IBM puts Workplace at centre of managed apps vision

IBM Corp. is looking to broaden its Workplace architecture for component-based application delivery beyond the Lotus portfolio in which Workplace got its start. IBM software head Steve Mills outlined Monday how a forthcoming rich-client platform from IBM can be used as a hub to deliver to end users a variety of applications centrally managed on servers, including applications from Microsoft Corp.’s Office suite.

IBM’s Workplace products won’t save companies money on hardware or software licensing costs: Businesses will still have to license every application they deliver to their users.
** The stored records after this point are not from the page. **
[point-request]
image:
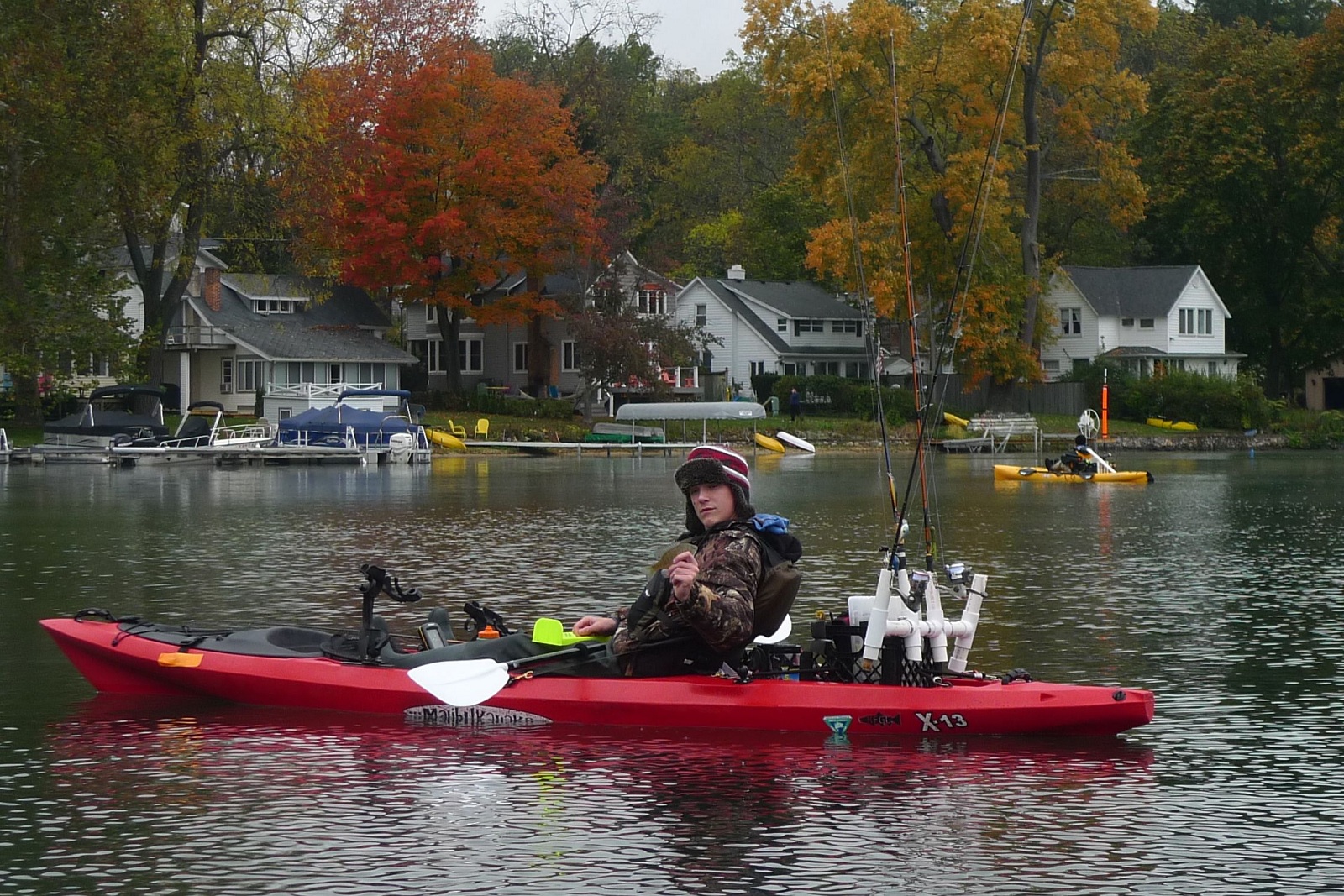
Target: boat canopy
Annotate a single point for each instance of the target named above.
(691, 411)
(328, 426)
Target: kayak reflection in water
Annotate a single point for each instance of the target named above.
(729, 579)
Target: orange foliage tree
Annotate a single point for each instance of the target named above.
(423, 172)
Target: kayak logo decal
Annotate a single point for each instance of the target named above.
(945, 721)
(444, 716)
(837, 725)
(880, 719)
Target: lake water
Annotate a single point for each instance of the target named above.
(1218, 587)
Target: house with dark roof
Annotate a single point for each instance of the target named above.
(295, 342)
(769, 327)
(1149, 318)
(499, 355)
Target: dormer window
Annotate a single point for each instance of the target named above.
(652, 300)
(277, 305)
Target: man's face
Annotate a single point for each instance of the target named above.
(714, 504)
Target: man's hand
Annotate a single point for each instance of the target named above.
(682, 574)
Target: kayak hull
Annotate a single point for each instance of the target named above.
(1005, 472)
(116, 661)
(769, 443)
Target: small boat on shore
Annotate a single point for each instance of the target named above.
(111, 412)
(391, 437)
(793, 441)
(203, 436)
(826, 688)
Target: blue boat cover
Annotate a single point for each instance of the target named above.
(327, 426)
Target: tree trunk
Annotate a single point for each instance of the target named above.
(1032, 195)
(450, 331)
(27, 401)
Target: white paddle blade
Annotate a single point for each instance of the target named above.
(461, 683)
(779, 634)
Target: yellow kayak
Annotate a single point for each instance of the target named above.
(1003, 472)
(1173, 425)
(445, 439)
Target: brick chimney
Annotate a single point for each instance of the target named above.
(210, 291)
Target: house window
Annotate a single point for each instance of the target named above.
(248, 375)
(275, 305)
(652, 300)
(470, 354)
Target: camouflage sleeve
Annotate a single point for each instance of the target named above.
(721, 606)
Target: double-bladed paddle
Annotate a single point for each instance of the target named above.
(467, 683)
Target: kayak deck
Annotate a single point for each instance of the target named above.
(1005, 472)
(116, 661)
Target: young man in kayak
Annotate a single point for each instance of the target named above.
(696, 613)
(705, 614)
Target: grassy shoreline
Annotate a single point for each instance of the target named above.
(833, 432)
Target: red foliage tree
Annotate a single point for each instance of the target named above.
(427, 174)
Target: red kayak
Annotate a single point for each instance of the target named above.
(288, 667)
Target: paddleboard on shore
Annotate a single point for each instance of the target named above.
(769, 443)
(793, 441)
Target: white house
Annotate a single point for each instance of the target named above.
(295, 340)
(766, 327)
(1148, 318)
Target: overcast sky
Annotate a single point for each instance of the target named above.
(694, 34)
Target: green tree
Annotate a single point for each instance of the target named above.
(1234, 157)
(57, 304)
(175, 90)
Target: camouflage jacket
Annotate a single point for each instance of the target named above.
(712, 624)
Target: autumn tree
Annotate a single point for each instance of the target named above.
(1062, 145)
(58, 308)
(1247, 164)
(172, 87)
(440, 177)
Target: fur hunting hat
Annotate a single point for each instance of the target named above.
(716, 465)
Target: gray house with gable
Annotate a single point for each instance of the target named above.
(772, 327)
(1149, 318)
(293, 340)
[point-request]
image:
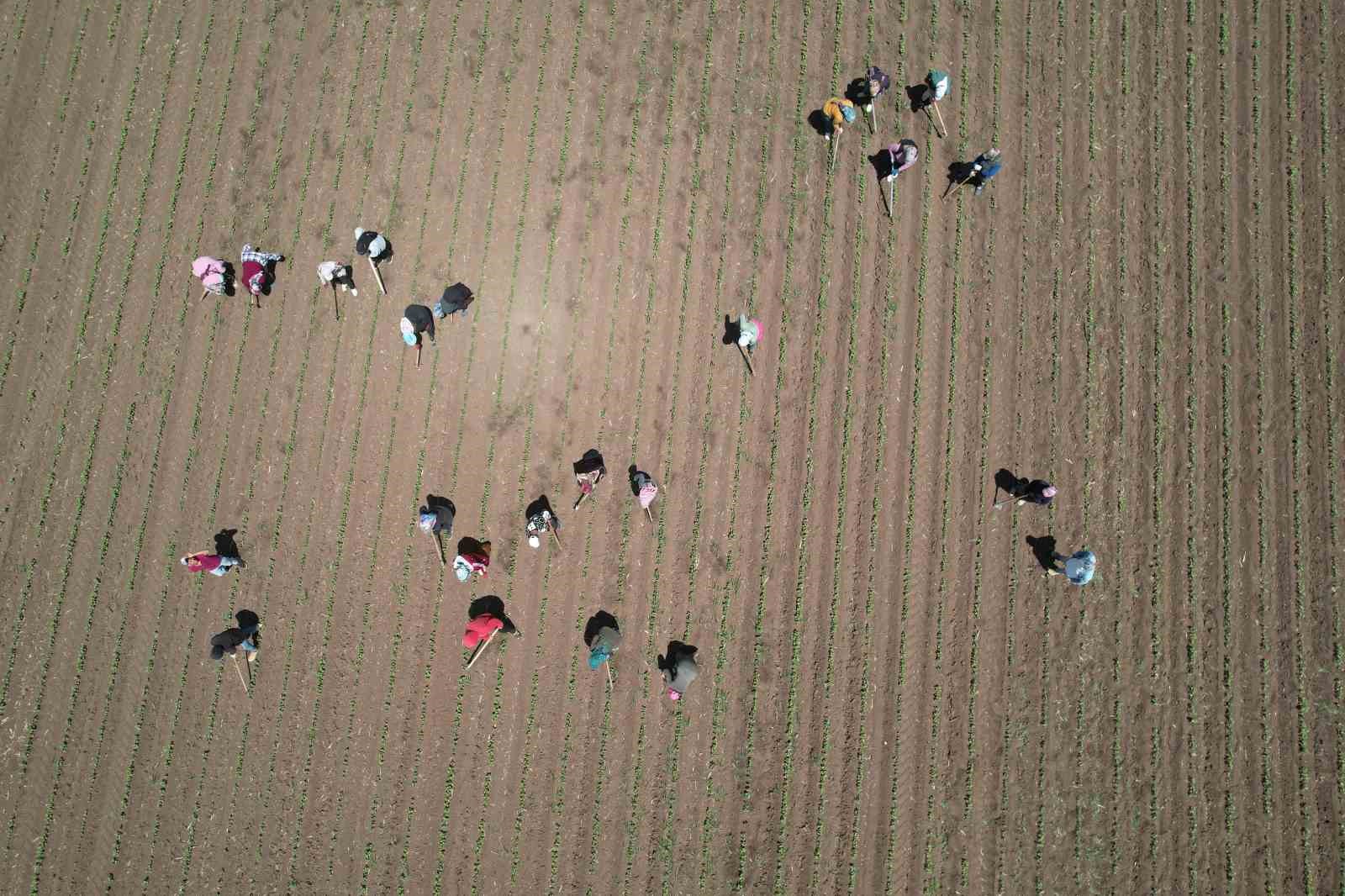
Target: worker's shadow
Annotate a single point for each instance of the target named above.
(493, 606)
(456, 300)
(468, 546)
(731, 331)
(599, 620)
(1044, 549)
(435, 502)
(225, 544)
(538, 506)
Instead, Workplace is aimed at increasing productivity and decreasing the labour costs firms bear for managing their desktops, executives said.
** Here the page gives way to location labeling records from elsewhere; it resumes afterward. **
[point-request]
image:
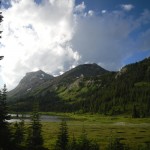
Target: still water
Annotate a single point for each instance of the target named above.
(43, 118)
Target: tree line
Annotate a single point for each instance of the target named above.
(18, 136)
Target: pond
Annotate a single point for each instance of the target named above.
(43, 118)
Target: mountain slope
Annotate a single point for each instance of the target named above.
(31, 81)
(85, 90)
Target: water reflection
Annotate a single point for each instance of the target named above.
(43, 118)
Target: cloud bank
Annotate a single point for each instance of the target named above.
(56, 35)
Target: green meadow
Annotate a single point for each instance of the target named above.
(133, 132)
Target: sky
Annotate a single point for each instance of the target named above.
(57, 35)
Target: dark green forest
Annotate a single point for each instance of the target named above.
(111, 93)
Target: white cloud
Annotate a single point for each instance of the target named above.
(36, 37)
(90, 12)
(104, 11)
(80, 8)
(106, 39)
(57, 35)
(127, 7)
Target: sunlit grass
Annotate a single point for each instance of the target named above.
(131, 131)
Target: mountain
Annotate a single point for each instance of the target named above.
(31, 81)
(90, 88)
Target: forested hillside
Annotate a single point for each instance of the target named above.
(93, 89)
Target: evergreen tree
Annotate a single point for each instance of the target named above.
(62, 139)
(34, 139)
(5, 134)
(115, 144)
(135, 113)
(85, 143)
(19, 135)
(73, 145)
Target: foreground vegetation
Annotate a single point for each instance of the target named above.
(134, 133)
(81, 132)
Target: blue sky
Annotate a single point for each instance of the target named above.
(57, 35)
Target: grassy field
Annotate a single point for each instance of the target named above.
(134, 132)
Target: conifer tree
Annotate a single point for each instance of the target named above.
(19, 135)
(5, 134)
(35, 140)
(135, 113)
(62, 139)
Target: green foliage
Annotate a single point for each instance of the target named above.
(115, 144)
(34, 139)
(19, 135)
(62, 139)
(110, 93)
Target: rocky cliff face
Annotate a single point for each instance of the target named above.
(31, 81)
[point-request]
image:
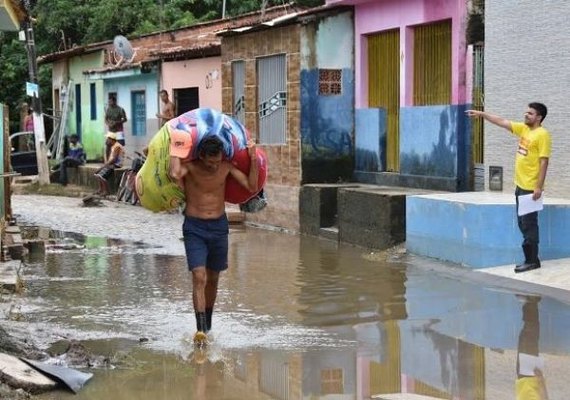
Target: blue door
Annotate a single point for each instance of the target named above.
(138, 102)
(78, 109)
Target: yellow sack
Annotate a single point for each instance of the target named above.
(156, 190)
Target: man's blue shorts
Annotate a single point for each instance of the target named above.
(206, 242)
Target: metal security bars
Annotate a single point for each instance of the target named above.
(272, 98)
(432, 64)
(478, 103)
(384, 88)
(238, 79)
(330, 82)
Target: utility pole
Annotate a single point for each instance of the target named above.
(39, 131)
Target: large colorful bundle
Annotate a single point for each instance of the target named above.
(158, 192)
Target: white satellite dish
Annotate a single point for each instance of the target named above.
(124, 52)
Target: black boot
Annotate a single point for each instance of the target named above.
(531, 258)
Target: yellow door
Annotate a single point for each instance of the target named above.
(384, 88)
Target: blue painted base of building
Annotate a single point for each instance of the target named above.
(479, 229)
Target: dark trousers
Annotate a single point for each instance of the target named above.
(528, 224)
(67, 162)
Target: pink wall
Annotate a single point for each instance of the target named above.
(376, 16)
(193, 73)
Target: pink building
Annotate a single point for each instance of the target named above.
(411, 90)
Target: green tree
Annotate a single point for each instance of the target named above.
(61, 24)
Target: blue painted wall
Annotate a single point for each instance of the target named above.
(327, 121)
(479, 233)
(435, 141)
(370, 140)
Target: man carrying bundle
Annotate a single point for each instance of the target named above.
(205, 225)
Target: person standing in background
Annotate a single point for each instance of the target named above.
(115, 117)
(168, 108)
(531, 164)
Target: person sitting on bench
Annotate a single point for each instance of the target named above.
(115, 160)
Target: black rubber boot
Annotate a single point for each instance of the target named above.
(531, 258)
(527, 256)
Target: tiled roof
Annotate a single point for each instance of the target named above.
(194, 41)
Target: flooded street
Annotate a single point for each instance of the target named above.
(296, 318)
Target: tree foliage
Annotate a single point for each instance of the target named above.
(61, 24)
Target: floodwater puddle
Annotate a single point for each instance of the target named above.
(296, 318)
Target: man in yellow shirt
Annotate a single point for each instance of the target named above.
(531, 164)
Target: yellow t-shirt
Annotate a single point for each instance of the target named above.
(533, 145)
(528, 388)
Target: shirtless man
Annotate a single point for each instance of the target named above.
(167, 109)
(206, 226)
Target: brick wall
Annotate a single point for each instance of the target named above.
(527, 54)
(284, 176)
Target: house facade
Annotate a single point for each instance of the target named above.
(290, 81)
(185, 62)
(510, 86)
(411, 93)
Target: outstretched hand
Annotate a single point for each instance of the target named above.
(474, 113)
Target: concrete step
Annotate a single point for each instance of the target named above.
(330, 233)
(9, 275)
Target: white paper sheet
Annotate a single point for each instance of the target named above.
(528, 205)
(528, 362)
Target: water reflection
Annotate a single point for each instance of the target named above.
(531, 383)
(300, 318)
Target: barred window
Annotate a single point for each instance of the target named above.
(330, 82)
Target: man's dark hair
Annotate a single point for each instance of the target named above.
(211, 146)
(540, 109)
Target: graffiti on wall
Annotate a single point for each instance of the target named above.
(326, 129)
(432, 141)
(326, 121)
“The real savings is on people and productivity inside the enterprise. PCs and devices are cheap. That’s not where the savings are,” Mills said at a press event in New York. “The more we can speed up the human side of the business processes, the more economic benefit is delivered to our customers.”

IBM’s Workplace Client Technology, first discussed in January at IBM’s Lotusphere show and due out this quarter, is an Eclipse-based platform that places on client devices a WebSphere layer and a relational database layer. In conjunction with IBM’s server software, it allows offline and synchronized access to an array of applications.

The strategy isn’t new — it’s a variation on the thin-client vision Oracle Corp. and Sun Microsystems Inc. touted in the ’90s, and which Hewlett-Packard Co. said last year it would like to revisit.

“What’s new is the fact the IBM is pulling it all together,” said independent technology analyst Amy Wohl.

She expects Workplace to attract the interest of large companies exploring the idea of centrally managed desktops. She also anticipates the piecemeal desktop construction Workplace allows will attract corporate interest. Companies can mix and match applications, keeping some workers on Microsoft’s Office applications while adding other users on other applications.

The first two business processes IBM wants to address with Workplace are document management and messaging. For messaging, it will use the upcoming next version of its Lotus Workplace Messaging software; for document management it will offer the newly announced Lotus Workplace Documents software. Both are due out this quarter. Other business processes will be developed soon in conjunction with business partners, executives said.

A plug-in built into Workplace Documents will allow it to manage Microsoft Office files, according to Ken Bisconti, IBM’s vice-president of messaging products. He declined to say if IBM has any beta testers managing Office with Workplace.

IBM’s Workplace products will be available first for Windows and Linux, with Macintosh support coming later in the year. What the software won’t do is allow third-party applications to run on operating systems not supported by the applications — Microsoft Office will still only work on client devices running Windows.

Other IBM partners, including Siebel Systems Inc. and Adobe Systems Inc., will develop plug-ins for accessing their products with Workplace, Bisconti said. Those plug-ins will be priced by the partners. The Office plug-in is part of Workplace Documents at no extra cost, he said.

The Workplace architecture is also intended to support mobile devices, through the Workplace Client Technology Micro Edition. Nokia Corp.’s forthcoming Nokia 9500 Communicator phone/handheld computer, due in September, will run the Workplace software to enable access to enterprise applications, executives said.

IBM’s general manager of Lotus software, Ambuj Goyal, estimated the cost of the IBM Workplace Client Technology at US$24 per user, per year. Based on volume licensing, he projected the cost of Workplace Messaging and Workplace Documents at US$1 per user, per month, though Bisconti said the retail price for those products is US$29 per user for the first year.

Monday’s overview ties the Lotus Workplace software more firmly into IBM’s larger technology stack, establishing a place for what has at times been a somewhat orphaned division of IBM’s software group. Lotus began integrating more tightly with the rest of Big Blue after Goyal’s appointment to head the group, in early 2003. Before taking on Lotus, Goyal served as head of solutions and strategy for IBM’s software group.

“Workplace was in progress when I was head of strategy, whether it was named Workplace or not,” Goyal said Monday. “Our view was, we’re very strong on the back-end of processing. We want to deliver that to the users, but we have to build it in a way so that people don’t have to rip and replace.”

The traditional Lotus base of Notes and Domino customers has eyed with trepidation the rise of Workplace, which has a very different underlying architecture, but Goyal repeated this week the reassurances he offered at Lotusphere. Development will continue on Notes and Domino, and Notes/Domino-based applications will be accessible through Workplace, he said.

In fact, IBM is pushing forward the timeline on integrating Notes and Workplace. Goyal said at Lotusphere that Domino applications would be available via a Workplace portlet in the Notes/Domino release 8, due late 2005. Monday, he said he hopes to have that plug-in ready in release 7, scheduled for the first quarter of next year.

“I’m pushing hard on that,” he said.